You'll note that there's a circular dependency here, which is that the EKF has to produce an odometry message for `navsat_transform_node`, which is then spitting out its own odometry message that gets fed back to the EKF. The reasons for it are probably a bit much to go into here, but it will work: the EKF will get its first IMU measurement and immediately produce a state estimate, which will get fed to `navsat_transform_node` along with the IMU and GPS data, and `navsat_transform_node` will spit out a pose that is consistent with your EKF's coordinate frame, and can be fused back into it. This lets you control your tractor based on its world frame pose (the EKF output).

There are two things that I'd want to know more about, however:

1. If you want to use the GPS velocity data and fuse that into the EKF (which I would recommend), you'd first want to make sure that the data is in the body frame of the tractor.
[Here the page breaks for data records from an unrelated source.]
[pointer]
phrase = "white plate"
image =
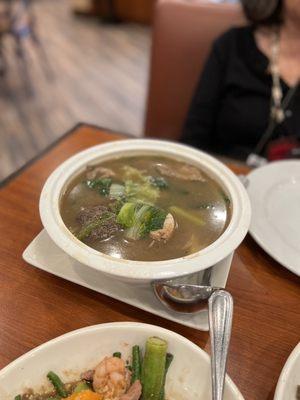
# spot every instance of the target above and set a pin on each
(68, 355)
(43, 253)
(290, 377)
(274, 192)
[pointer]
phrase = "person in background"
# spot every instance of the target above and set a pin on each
(248, 98)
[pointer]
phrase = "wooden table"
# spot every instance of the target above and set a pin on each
(36, 306)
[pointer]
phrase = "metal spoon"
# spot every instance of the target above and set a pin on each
(220, 311)
(186, 297)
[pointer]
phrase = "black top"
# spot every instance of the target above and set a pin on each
(231, 105)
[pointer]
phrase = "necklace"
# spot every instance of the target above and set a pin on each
(278, 104)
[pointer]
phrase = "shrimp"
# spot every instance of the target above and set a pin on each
(166, 231)
(111, 378)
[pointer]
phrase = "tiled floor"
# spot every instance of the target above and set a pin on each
(100, 76)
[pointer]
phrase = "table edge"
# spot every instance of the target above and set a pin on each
(53, 144)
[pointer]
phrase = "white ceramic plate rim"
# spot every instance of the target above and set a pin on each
(139, 270)
(280, 393)
(258, 236)
(135, 326)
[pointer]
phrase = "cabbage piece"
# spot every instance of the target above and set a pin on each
(132, 174)
(141, 191)
(100, 185)
(140, 219)
(116, 191)
(158, 181)
(126, 215)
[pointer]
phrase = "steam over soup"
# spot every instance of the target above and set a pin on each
(145, 208)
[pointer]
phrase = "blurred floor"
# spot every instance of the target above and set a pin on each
(100, 77)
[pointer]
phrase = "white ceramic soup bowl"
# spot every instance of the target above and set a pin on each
(69, 355)
(144, 271)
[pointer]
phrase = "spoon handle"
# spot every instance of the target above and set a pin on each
(220, 310)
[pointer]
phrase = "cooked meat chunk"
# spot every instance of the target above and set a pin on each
(98, 223)
(88, 375)
(88, 214)
(99, 172)
(166, 231)
(185, 172)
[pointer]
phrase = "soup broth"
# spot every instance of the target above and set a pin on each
(145, 208)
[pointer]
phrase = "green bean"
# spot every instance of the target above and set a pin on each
(80, 387)
(169, 359)
(57, 383)
(136, 364)
(153, 369)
A cursory glance at the `nmea_savsat_driver` [source](https://github.com/ros-drivers/nmea_navsat_driver/blob/jade-devel/src/libnmea_navsat_driver/driver.py#L167) seems to suggest that they are converting the velocity into a world frame (apologies if I am misreading that), but if you want to fuse it with the EKF, you need the _body_-frame velocity (i.e., on the tractor, your tractor's linear velocity would always be +/- X).
2. I'd need to know your IMU's coordinate frame. The data sheet seems to suggest that it already assumes that the signs of the data would be `robot_localization` friendly (e.g., a counter-clockwise turn should correspond to an increase in yaw), but I'm assuming that your IMU reads 0 when facing magnetic north, correct? I only ask because we assume a heading of 0 for east, not north. There's a parameter in `navsat_transform_node` for specifying that offset, however, along with the magnetic declination for your location.